Grow a few basil plants in containers so you can bring them indoors before fall frost.
RECIPES BY CARRIE HIRSCH
To jazz up grilled vegetables, seafood, poultry and steak, keep basil butter on hand.
INGREDIENTS (makes ó cup)
½ handful basil leaves, coarsely chopped
¼ teaspoon salt
1 stick salted butter, slightly softened, cut into pieces
PREP: Combine all ingredients in a mini food processor, pulse until smooth. Transfer to a ramekin, cover and refrigerate.
Caprese on a Skewer
BY CARRIE HIRSCH
Mozzarella “pearls,” fresh mozzarella balls the size of miniature marshmallows found in the refrigerated cheese case in the deli section of supermarkets, are a bit light on flavor on their own, but paired with a few simple ingredients, they really make a tasty appetizer.

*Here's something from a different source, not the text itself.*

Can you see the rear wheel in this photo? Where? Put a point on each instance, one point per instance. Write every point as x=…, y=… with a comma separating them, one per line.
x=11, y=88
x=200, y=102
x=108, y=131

This recipe can be prepared a few hours in advance, refrigerated and kept covered until ready to serve.
INGREDIENTS (Serves 10-12 as an appetizer)
1 (8-ounce) packaged mozzarella pearls (about 80)
1 pint grape or cherry tomatoes (about 40)
1 handful basil leaves, cut into ½” strips
3 tablespoons white balsamic vinegar
3 tablespoons extra-virgin olive oil
Salt and pepper
10-inch wooden skewers
PREP: Cut the tomatoes in half and place in a medium bowl. Toss gently with vinegar, olive oil, salt and pepper until well coated. Press a strip of basil across the cut side of each tomato, then insert a mozzarella pearl over it and into the cavity (ends of the basil strip will stick out on each side, making it look like a bird, and the pearl will be secure inside the tomato.) Place 6-8 on each wooden skewer. Cover and refrigerate until ready to serve.